As a counselor, I have never been fond of labels. I don’t think anyone should be put in a box. But where you find a label, you usually find a grain of truth. For each of us, it is a call to action to see if we are wearing any of those labels. I really think that most millennials are just trying to figure life out, and Christian millennials are trying to see who God created them to be. Labels don’t work well for us as individuals, and they certainly have no place in marriage. We get a great example in the first part of the Bible when Adam and Eve bit into the fruit God told them not to eat. When God showed up, Adam decided it was all about him. Instead of taking responsibility, he pointed his finger at Eve and said, “It’s her fault.” It looks like the “me generation” began with Adam!

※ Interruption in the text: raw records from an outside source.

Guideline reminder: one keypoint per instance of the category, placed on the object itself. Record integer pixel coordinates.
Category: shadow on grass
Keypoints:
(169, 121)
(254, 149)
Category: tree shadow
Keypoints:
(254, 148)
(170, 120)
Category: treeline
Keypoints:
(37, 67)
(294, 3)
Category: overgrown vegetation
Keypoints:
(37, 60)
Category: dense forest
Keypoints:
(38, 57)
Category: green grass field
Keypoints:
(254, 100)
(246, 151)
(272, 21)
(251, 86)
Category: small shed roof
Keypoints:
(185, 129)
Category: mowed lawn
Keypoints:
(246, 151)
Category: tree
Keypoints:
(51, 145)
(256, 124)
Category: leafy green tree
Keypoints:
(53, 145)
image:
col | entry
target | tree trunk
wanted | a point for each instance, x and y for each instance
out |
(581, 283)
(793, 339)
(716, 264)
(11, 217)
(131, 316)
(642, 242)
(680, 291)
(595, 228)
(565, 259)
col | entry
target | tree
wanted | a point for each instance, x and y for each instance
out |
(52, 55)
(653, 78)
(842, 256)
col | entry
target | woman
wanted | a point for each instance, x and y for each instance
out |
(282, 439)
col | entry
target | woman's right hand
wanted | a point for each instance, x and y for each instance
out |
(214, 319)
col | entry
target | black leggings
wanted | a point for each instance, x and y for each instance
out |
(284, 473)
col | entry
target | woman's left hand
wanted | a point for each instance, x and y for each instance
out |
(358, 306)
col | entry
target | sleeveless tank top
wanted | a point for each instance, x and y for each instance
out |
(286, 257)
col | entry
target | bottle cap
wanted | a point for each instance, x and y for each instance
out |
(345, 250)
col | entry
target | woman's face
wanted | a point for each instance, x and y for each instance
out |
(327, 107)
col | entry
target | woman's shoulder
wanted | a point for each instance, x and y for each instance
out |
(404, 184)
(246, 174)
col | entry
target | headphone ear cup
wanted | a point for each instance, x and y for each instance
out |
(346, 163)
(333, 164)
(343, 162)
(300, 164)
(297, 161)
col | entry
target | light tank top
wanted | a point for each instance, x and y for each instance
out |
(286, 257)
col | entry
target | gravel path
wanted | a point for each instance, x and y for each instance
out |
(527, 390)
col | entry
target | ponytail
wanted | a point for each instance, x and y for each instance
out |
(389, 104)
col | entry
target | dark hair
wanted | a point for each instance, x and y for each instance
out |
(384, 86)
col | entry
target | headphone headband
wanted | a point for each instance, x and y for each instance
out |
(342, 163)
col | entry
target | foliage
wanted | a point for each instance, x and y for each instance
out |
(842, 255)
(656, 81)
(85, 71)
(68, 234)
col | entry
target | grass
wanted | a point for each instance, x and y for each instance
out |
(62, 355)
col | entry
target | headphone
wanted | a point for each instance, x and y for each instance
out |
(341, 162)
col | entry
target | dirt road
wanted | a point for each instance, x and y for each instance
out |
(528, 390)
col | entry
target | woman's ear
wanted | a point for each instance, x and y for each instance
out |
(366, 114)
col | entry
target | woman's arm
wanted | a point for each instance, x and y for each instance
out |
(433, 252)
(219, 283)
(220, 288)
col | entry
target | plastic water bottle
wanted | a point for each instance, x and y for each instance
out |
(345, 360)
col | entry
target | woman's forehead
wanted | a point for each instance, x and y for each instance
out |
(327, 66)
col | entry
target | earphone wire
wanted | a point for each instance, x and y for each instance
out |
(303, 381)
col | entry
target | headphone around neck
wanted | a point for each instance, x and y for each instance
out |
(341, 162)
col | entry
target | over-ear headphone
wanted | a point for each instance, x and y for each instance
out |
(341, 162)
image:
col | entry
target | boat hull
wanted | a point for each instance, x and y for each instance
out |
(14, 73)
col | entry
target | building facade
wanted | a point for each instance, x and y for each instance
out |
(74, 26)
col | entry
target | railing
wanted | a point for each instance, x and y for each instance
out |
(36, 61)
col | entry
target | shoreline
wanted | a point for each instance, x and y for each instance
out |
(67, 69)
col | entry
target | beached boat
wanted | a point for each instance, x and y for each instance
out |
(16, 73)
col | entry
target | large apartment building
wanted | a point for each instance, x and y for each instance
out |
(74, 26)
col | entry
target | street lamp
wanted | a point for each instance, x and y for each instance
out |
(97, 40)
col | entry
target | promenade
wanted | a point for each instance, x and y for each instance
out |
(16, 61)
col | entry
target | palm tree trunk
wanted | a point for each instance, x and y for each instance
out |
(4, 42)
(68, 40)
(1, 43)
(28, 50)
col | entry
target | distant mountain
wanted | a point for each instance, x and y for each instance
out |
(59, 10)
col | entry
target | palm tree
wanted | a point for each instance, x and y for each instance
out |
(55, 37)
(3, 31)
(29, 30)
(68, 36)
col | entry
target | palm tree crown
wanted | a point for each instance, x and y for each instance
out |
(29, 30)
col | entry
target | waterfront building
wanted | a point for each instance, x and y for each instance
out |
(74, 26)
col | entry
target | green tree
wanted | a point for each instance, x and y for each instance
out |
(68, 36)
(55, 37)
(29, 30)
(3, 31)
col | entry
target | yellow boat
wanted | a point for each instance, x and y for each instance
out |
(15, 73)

So what does taking responsibility as a married millennial mean for you and your spouse? A great place to begin is to stop blaming each other. You are a team, and that means when one of you messes up, you right the ship together instead of pointing your fingers at each other. Then discuss some of those undesirable adjectives together. Be honest with each other. Do they fit? If so, taking responsibility for your thoughts and your actions will be a great step in removing those adjectives.

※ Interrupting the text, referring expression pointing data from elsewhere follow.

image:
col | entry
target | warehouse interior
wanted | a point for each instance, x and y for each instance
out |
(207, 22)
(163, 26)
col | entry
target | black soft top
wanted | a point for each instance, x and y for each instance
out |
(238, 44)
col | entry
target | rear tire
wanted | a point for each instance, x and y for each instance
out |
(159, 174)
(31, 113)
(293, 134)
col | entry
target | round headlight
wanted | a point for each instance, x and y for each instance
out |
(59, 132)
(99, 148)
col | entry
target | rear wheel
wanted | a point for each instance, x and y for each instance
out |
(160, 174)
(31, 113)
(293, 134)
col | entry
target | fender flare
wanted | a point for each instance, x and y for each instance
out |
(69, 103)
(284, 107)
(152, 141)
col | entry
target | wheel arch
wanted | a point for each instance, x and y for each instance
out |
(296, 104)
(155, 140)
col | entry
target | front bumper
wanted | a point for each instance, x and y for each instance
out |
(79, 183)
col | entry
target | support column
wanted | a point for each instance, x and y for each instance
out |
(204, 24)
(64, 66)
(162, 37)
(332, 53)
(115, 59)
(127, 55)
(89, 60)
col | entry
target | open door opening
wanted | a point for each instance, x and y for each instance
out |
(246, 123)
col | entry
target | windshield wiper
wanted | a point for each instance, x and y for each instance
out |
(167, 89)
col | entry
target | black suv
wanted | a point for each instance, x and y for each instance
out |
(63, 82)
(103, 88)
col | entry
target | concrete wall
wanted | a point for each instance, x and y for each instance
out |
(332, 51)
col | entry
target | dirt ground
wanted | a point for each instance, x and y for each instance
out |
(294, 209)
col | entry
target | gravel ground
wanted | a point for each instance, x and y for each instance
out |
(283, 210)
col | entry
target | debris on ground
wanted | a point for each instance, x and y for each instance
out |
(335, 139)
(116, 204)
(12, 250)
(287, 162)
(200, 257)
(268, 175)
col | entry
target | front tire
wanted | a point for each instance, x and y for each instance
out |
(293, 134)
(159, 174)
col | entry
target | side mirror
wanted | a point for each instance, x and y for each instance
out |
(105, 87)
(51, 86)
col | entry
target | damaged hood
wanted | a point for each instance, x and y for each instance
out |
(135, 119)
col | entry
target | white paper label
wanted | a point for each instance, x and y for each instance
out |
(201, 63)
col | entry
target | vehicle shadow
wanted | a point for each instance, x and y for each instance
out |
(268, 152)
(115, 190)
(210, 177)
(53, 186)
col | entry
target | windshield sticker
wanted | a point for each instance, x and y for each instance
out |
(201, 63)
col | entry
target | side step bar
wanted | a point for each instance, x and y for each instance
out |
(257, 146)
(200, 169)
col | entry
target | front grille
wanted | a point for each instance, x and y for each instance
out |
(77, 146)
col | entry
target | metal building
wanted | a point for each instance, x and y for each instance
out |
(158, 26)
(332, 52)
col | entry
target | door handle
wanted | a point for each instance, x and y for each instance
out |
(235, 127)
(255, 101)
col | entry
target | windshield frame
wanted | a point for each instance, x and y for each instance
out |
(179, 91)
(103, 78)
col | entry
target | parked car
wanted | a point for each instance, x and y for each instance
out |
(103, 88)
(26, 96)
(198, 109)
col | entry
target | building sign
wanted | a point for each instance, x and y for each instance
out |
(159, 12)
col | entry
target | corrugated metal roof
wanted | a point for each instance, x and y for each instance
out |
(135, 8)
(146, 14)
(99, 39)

I see many Christian millennials seeking to affect social change through their jobs and volunteer work. I see great young leaders looking to God for guidance as they seek to make a difference. I see a different “box” for the millennial couples I know: I see them taking responsibility and seeking God’s plan for their life and marriage, and that is really the bottom line. God has a plan for both of you individually and as a couple, just like he has had for every person and every couple in every other generation. If you are weighed down by the labels in your box, being responsible may be as simple as changing “boxes.”